The human cost is visible in stalled or abandoned projects across the province. The Ibika–Centane Water Scheme remains incomplete for want of a viable water source, while sports facilities in Sarah Morosi, Ngcobo, and Qumbu have been left derelict after contractors walked away or were terminated for poor workmanship.
I will be tabling a motion later this month to compel the Office of the Premier, in collaboration with Provincial Treasury, to produce a Quarterly Infrastructure Grant Dashboard, which must be made available to the COGTA Portfolio Committee for oversight.
This dashboard must list project-by-project spend against the Division of Revenue Act (DoRA) targets and should activate a Provincial Treasury technical support unit whenever a project remains below 50 percent of its scheduled spend for two consecutive quarters.

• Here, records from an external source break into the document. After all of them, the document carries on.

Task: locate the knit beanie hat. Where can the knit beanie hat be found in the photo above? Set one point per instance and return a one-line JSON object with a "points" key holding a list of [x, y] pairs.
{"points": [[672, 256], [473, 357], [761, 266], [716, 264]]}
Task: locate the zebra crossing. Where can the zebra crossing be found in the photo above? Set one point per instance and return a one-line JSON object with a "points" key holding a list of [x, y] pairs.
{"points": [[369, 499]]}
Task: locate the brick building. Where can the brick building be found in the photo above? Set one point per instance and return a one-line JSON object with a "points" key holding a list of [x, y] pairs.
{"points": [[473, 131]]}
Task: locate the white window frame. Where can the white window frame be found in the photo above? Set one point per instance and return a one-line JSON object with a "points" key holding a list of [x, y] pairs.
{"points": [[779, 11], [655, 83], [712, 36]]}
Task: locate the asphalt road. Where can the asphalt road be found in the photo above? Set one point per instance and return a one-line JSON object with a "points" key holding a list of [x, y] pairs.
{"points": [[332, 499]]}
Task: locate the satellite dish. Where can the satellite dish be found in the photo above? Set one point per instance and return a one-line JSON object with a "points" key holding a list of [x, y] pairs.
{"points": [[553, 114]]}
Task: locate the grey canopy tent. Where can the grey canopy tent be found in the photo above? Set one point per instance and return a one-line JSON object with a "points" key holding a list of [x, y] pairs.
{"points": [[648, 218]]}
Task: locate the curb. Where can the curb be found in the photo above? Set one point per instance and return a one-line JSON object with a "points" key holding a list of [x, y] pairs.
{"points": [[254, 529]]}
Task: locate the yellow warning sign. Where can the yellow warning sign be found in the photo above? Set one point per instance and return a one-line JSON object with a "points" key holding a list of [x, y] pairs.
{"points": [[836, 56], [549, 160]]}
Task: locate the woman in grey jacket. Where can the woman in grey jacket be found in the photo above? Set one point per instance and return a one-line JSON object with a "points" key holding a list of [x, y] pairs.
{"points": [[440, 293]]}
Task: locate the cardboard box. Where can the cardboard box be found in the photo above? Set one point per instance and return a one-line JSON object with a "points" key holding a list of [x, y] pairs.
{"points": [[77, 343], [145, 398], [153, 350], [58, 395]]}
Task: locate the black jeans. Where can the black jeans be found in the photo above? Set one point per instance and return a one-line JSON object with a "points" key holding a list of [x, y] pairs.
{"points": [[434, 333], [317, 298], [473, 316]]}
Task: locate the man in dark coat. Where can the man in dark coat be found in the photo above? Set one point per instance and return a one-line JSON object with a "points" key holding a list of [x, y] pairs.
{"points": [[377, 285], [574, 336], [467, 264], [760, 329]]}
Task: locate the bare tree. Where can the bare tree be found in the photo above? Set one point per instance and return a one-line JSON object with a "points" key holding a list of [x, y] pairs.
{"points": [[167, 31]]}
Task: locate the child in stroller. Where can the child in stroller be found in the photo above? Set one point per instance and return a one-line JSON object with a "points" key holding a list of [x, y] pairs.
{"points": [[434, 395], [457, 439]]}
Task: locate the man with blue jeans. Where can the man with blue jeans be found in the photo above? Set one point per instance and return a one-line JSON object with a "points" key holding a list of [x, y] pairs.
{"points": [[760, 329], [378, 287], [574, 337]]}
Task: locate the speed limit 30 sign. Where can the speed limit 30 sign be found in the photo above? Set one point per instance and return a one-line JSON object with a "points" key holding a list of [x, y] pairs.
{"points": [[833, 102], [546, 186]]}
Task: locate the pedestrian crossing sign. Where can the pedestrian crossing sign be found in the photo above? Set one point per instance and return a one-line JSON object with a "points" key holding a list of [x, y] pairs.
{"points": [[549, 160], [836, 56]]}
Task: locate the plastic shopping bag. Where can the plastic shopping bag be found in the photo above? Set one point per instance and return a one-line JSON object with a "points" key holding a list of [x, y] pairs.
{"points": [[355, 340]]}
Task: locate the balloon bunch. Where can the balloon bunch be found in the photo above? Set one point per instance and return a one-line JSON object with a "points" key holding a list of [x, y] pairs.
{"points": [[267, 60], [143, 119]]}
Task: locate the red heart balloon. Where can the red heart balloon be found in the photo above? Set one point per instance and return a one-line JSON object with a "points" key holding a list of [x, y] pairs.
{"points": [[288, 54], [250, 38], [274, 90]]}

The dashboard should also go live on a public website within 24 hours of tabling, giving residents and the media real-time oversight of how their money is being used
Communities across the Eastern Cape deserve functional water schemes, safe roads and dignified public spaces, not another year of excuses.
The DA will continue to pursue this matter in every oversight forum until every rand allocated to infrastructure is translated into real improvements on the ground. The people of the Eastern Cape deserve leadership that delivers, and a future built on dignity, opportunity, and honest government.